Boy, Warner is gonna milk this Blade Runner thing with every chance they get. The initial 5-disc release was PERFECT. There never was and never will be need for any further releases. Sticking with my 5-disc version I bought back in 2008 when I first jumped on the Blu bandwagon.
I will only upgrade if they use new AVC encodes. Let's see: The 5-Disc Complete Collector's Edition had 3 x 25 GB BD's + 2 x 9.4 GB DVD's, then they could very well give us all the special features from those DVD's and spread them across the 3 x 50 GB BD's, and still have room to give us those new encodes. Heck, we could very well finally be getting the 3 archival versions with lossless audio, since they were already seamlessly branched. But, I'm not holding my breath on this...
I'll happily stick with my 5-Disc Complete Collector's Edition BD set. It is awesome. Nice & compact (thin) considering it contains 5 cuts. 4 of the cuts are on BD with only the Work Print on DVD. Even has a booklet with photos. PQ/AQ are awesome.
The old 5-disc edition has become quite difficult to find as of late, and from my experience it was not difficult to sell my copy for far more than this new 3-disc version costs. Therefore, I just upgraded to a new version with more supplements on fewer discs for convenience, great package art, a nice book, and an ultraviolet copy, and I made money on the deal. Food for thought.
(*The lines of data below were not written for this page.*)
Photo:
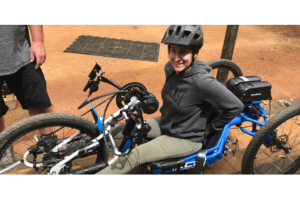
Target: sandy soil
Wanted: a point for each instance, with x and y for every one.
(270, 52)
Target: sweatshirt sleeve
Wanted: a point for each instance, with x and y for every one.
(218, 96)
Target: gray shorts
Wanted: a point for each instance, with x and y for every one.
(29, 86)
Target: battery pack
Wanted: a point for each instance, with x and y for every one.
(233, 82)
(253, 91)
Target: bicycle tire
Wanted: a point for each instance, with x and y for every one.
(15, 140)
(286, 120)
(234, 69)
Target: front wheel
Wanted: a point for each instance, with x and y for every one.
(15, 141)
(275, 148)
(224, 64)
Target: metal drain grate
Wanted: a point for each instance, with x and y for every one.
(110, 47)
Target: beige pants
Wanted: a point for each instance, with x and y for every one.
(161, 148)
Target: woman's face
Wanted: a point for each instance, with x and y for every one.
(180, 56)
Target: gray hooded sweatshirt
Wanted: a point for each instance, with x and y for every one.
(188, 99)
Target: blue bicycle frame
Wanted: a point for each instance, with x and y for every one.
(215, 153)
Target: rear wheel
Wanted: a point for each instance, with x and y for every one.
(276, 147)
(15, 141)
(224, 64)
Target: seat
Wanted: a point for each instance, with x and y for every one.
(177, 163)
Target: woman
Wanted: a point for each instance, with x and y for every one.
(188, 95)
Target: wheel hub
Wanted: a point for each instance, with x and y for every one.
(279, 143)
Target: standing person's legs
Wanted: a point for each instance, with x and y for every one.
(160, 148)
(3, 107)
(29, 86)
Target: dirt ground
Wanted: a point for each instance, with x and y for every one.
(270, 52)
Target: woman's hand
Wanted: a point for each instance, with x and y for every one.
(206, 133)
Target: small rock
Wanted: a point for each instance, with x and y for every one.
(286, 103)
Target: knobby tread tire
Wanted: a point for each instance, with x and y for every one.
(228, 64)
(16, 130)
(261, 136)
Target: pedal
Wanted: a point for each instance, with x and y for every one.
(227, 149)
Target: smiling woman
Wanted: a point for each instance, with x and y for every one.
(181, 57)
(188, 95)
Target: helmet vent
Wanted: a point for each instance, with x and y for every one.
(186, 33)
(196, 37)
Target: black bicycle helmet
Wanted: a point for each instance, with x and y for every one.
(191, 35)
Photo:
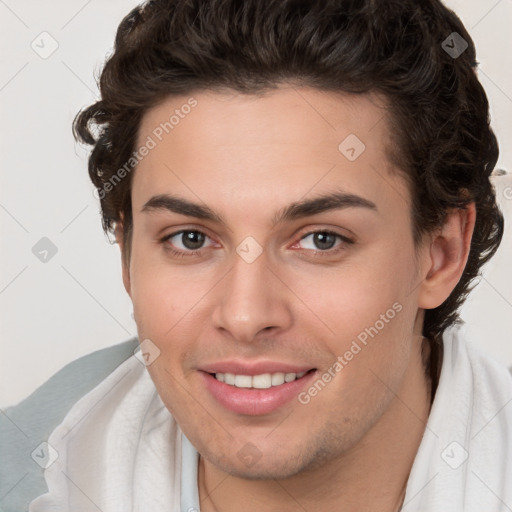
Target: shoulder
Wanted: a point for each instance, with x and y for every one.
(24, 426)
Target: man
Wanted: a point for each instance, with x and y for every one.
(301, 196)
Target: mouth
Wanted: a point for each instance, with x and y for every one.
(255, 395)
(261, 381)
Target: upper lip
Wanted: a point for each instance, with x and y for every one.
(239, 367)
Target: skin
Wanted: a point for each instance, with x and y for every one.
(247, 157)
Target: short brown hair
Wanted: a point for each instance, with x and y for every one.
(397, 48)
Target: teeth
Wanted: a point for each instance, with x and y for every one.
(263, 381)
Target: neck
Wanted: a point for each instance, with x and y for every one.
(371, 476)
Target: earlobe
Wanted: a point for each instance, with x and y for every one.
(119, 235)
(448, 255)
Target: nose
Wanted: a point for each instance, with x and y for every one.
(252, 298)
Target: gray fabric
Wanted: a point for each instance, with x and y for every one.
(25, 425)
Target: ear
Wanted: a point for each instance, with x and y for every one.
(448, 255)
(118, 231)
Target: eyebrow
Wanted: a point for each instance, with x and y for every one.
(294, 211)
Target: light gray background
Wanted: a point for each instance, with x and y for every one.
(55, 311)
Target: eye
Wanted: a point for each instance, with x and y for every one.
(185, 241)
(324, 241)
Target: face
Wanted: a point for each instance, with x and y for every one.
(245, 285)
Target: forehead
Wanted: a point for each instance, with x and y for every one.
(243, 151)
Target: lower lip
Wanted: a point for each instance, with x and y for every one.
(254, 402)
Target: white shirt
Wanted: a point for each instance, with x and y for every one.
(119, 448)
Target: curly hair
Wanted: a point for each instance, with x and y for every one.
(439, 112)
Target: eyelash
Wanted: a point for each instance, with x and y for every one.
(328, 252)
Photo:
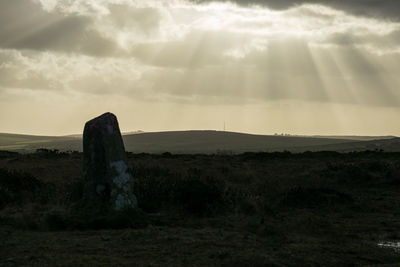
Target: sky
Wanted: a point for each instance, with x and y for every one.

That is a one lame looking Digi-book ! I'm so tired of them re-releasing the same movies over and over again ! How about releasing something new. It's not like Warner doesn't have a huge library of movies !
was considering the 5 disc version previously released on blu, but opted for the simple final cut. This version I will consider, it is slightly irksome in the double dip department, but the beautiful Origami cover is just too shiny!
Packaging? Who cares about packaging? What are we, 60 years old? I hate that I even have to still have physical discs lying around instead of just being able to store all the data in a solid-state bluetooth drive implanted in my hand. I throw away all the boxes and cases and whatever crap comes with my movies and put all the discs in a little tiny binder. If the quality of the film isn't improved, then I'm not interested.
"Do I give a shit what two comic labels are crossing over characters and selling two editions of the book in varied-ink chromium covers??" - Mallrats
Ha ha, well, aside from my fundamental distaste for all musicals (except The Wall)... yeah, I'd have to pass on that. I really think the only reason we still have discs at all is that most people born before 1960 still want to have something they can hold in their hands and put on a shelf. Books. Records. Tapes. Book & Records. Records that come with books. Books on tape.
Old people can't understand MP3s and eBooks so they're afraid to buy them. WE aren't, so why are people still so hung up on the packaging? I used to have a Terminator box set of three VHS tapes, with a hologram and signatures from Schwarzenegger and Cameron on the cover. Know what it's worth now? Nothing. Not a single dollar. People are still trying to sell them on eBay, and nobody's buying. Because nobody cares. None of these "super-special limited edition numbered hand-signed steelbox import collector's set shaped like a zombie" things are any different. They're landfill fodder. And it's a rare, special girl indeed who gets turned on when she sees a miniature Blade Runner spinner on your mantelpiece.
I dig digibooks but I agree that the cover is lame. If I were to buy this, I would definitly go for the set with the spinner. Chicks dig the spinner.
(Lol Kafziel!) Actually, I'm cool with the older release. But if you don't have Blade Runner in your collection, this sounds like a great set.
I own the "five-disc" (if ever there were a marketing ploy... [the entirety of the set's content could have been put on one BD-50 using branching for three of the cuts (workprint excluded), and the beauty of it is that the transfer isn't even great by today's standards...all kinds of VC-1 macroblocking thanks to the low bit rate]) set. This film needs a new high bit rate MPEG4 transfer...period. No new transfer, no new purchase.